# Step 8: Inference Pipeline & Threshold Configuration

This step prepares the trained fraud detection model for real-world predictions.

It includes:
- Loading trained model
- Aligning feature encoding
- Applying tuned decision threshold
- Building reusable prediction functions


In [1]:
#Load library
import pandas as pd
import numpy as np
import joblib


In [3]:
# Load Model

model = joblib.load(
    "../models/balanced_random_forest.pkl"
)

print("Balanced RF model loaded.")


Balanced RF model loaded.


In [4]:
THRESHOLD = 0.40

threshold_config = {
    "model_name": "Balanced Random Forest",
    "threshold": THRESHOLD
}

joblib.dump(
    threshold_config,
    "../models/threshold_config.pkl"
)

print("Threshold config saved.")


Threshold config saved.


In [8]:
# Load in inference
model_features = joblib.load(
    "../models/model_features.pkl"
)


In [10]:
# Inference Encoding Function
def preprocess_input(input_df):
    
    # One‑hot encode
    input_encoded = pd.get_dummies(
        input_df,
        drop_first=True
    )
    
    # Align columns with training features
    input_aligned = input_encoded.reindex(
        columns=model_features,
        fill_value=0
    )
    
    return input_aligned


In [9]:
#Prediction Function

def predict_fraud(input_df):
    
    # Preprocess
    processed_data = preprocess_input(input_df)
    
    # Fraud probability
    fraud_prob = model.predict_proba(
        processed_data
    )[:,1]
    
    # Apply threshold
    predictions = (
        fraud_prob >= THRESHOLD
    ).astype(int)
    
    result = pd.DataFrame({
        "Fraud_Probability": fraud_prob,
        "Fraud_Prediction": predictions
    })
    
    return result


In [12]:
#Test Inference Pipeline

sample = pd.read_csv(
    "../data/processed/feature_engineered_raw.csv"
).drop("FraudFound_P", axis=1).iloc[[0]]

predict_fraud(sample)


Unnamed: 0,Fraud_Probability,Fraud_Prediction
0,0.623333,1


## Inference Pipeline Design

An inference pipeline was developed to ensure consistency between training and prediction environments.

Key components include:

- Feature encoding alignment
- Model feature mapping
- Probability-based predictions
- Tuned threshold application

This ensures real-time predictions remain fully compatible with the trained fraud detection model.

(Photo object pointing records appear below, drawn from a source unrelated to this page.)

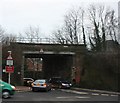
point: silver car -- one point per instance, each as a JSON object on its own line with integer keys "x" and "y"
{"x": 41, "y": 84}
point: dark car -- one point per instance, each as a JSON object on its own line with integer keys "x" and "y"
{"x": 28, "y": 81}
{"x": 41, "y": 84}
{"x": 58, "y": 82}
{"x": 65, "y": 84}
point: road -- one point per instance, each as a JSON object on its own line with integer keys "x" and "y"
{"x": 62, "y": 95}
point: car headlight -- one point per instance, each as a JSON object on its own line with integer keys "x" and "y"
{"x": 63, "y": 84}
{"x": 13, "y": 87}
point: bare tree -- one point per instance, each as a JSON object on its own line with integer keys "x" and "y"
{"x": 70, "y": 32}
{"x": 104, "y": 24}
{"x": 6, "y": 38}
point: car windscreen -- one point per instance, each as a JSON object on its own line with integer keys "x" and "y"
{"x": 40, "y": 81}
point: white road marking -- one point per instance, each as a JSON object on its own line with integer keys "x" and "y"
{"x": 105, "y": 94}
{"x": 114, "y": 95}
{"x": 78, "y": 97}
{"x": 72, "y": 91}
{"x": 95, "y": 94}
{"x": 81, "y": 97}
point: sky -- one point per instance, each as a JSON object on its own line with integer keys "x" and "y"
{"x": 17, "y": 15}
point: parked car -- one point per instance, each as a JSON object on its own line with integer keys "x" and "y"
{"x": 65, "y": 84}
{"x": 58, "y": 82}
{"x": 41, "y": 84}
{"x": 28, "y": 81}
{"x": 6, "y": 89}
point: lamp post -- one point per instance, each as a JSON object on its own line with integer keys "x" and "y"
{"x": 9, "y": 65}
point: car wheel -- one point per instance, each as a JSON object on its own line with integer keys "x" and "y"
{"x": 5, "y": 94}
{"x": 33, "y": 89}
{"x": 60, "y": 86}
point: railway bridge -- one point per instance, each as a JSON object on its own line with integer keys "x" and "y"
{"x": 38, "y": 60}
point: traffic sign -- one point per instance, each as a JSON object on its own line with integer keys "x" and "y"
{"x": 9, "y": 69}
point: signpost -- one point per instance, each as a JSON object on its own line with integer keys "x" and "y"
{"x": 9, "y": 66}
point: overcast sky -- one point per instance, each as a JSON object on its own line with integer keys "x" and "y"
{"x": 17, "y": 15}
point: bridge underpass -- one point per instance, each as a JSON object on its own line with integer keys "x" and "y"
{"x": 53, "y": 64}
{"x": 57, "y": 60}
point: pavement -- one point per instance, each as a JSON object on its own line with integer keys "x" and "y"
{"x": 23, "y": 88}
{"x": 26, "y": 88}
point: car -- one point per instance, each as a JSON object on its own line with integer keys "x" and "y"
{"x": 64, "y": 84}
{"x": 28, "y": 81}
{"x": 40, "y": 85}
{"x": 58, "y": 82}
{"x": 6, "y": 89}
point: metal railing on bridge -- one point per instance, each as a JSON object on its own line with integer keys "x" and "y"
{"x": 36, "y": 40}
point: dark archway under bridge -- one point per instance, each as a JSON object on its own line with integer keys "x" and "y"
{"x": 52, "y": 64}
{"x": 58, "y": 60}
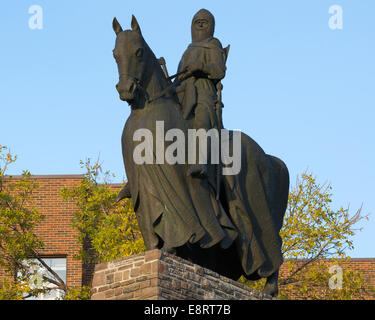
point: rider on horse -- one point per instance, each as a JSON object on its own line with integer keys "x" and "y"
{"x": 204, "y": 63}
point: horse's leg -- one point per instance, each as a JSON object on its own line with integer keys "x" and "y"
{"x": 272, "y": 284}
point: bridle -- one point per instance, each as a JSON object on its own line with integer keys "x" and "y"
{"x": 139, "y": 85}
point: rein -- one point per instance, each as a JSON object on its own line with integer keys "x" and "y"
{"x": 138, "y": 85}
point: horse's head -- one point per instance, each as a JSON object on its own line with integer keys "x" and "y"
{"x": 133, "y": 57}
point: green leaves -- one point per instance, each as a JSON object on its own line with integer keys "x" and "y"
{"x": 315, "y": 236}
{"x": 107, "y": 229}
{"x": 311, "y": 228}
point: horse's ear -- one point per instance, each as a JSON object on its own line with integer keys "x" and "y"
{"x": 116, "y": 26}
{"x": 135, "y": 25}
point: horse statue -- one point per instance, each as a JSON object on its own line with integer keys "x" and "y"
{"x": 234, "y": 232}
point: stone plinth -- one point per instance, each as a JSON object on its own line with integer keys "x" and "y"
{"x": 155, "y": 275}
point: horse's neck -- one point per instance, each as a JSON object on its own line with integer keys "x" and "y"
{"x": 157, "y": 82}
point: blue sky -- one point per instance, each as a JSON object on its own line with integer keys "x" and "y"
{"x": 304, "y": 92}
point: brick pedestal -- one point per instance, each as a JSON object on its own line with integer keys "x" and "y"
{"x": 155, "y": 275}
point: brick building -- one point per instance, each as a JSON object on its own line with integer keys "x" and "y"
{"x": 60, "y": 239}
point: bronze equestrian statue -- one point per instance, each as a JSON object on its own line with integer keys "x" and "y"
{"x": 227, "y": 223}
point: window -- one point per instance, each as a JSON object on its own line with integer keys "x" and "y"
{"x": 58, "y": 265}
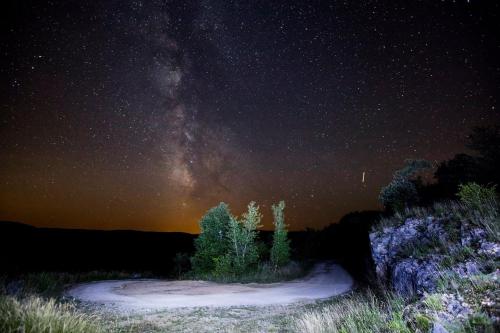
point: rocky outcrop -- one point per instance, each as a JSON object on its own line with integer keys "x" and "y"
{"x": 414, "y": 256}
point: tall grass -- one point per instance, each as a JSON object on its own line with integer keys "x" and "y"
{"x": 487, "y": 216}
{"x": 360, "y": 313}
{"x": 37, "y": 315}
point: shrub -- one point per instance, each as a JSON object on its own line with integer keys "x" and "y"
{"x": 280, "y": 252}
{"x": 477, "y": 197}
{"x": 37, "y": 315}
{"x": 401, "y": 191}
{"x": 241, "y": 237}
{"x": 212, "y": 241}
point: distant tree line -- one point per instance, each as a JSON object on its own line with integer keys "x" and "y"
{"x": 407, "y": 187}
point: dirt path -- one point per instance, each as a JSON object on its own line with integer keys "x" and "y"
{"x": 324, "y": 281}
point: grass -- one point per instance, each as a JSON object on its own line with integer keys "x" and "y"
{"x": 53, "y": 283}
{"x": 452, "y": 214}
{"x": 37, "y": 315}
{"x": 361, "y": 313}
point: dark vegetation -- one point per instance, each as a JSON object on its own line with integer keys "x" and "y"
{"x": 230, "y": 248}
{"x": 24, "y": 249}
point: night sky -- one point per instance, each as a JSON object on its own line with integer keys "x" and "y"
{"x": 144, "y": 114}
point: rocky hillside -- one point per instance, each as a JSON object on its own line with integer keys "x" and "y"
{"x": 445, "y": 261}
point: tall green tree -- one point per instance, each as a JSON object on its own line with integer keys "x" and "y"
{"x": 242, "y": 236}
{"x": 402, "y": 191}
{"x": 212, "y": 242}
{"x": 280, "y": 252}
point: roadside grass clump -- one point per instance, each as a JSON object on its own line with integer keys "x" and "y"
{"x": 362, "y": 313}
{"x": 37, "y": 315}
{"x": 53, "y": 283}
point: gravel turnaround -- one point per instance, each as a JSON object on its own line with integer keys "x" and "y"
{"x": 129, "y": 296}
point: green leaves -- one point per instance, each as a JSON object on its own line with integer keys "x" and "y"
{"x": 280, "y": 252}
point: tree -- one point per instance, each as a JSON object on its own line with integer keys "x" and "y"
{"x": 242, "y": 237}
{"x": 280, "y": 252}
{"x": 212, "y": 241}
{"x": 402, "y": 191}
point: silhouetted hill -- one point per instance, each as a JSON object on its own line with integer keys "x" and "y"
{"x": 27, "y": 248}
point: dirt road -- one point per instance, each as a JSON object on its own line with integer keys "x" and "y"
{"x": 324, "y": 281}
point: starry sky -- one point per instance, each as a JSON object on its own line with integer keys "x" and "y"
{"x": 144, "y": 114}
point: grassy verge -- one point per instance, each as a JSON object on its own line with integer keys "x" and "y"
{"x": 53, "y": 283}
{"x": 359, "y": 312}
{"x": 35, "y": 314}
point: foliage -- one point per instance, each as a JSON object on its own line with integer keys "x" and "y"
{"x": 35, "y": 314}
{"x": 53, "y": 283}
{"x": 402, "y": 192}
{"x": 212, "y": 241}
{"x": 280, "y": 252}
{"x": 477, "y": 197}
{"x": 242, "y": 237}
{"x": 361, "y": 313}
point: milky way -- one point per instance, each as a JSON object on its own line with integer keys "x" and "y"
{"x": 144, "y": 114}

## Threshold Deployment Configuration

The classification threshold was externalized as a configuration parameter to enable flexible operational tuning.

A threshold of 0.40 was selected based on recall–precision optimization, maximizing fraud detection while maintaining manageable investigation volume.

Separating threshold logic from the model allows future recalibration without retraining.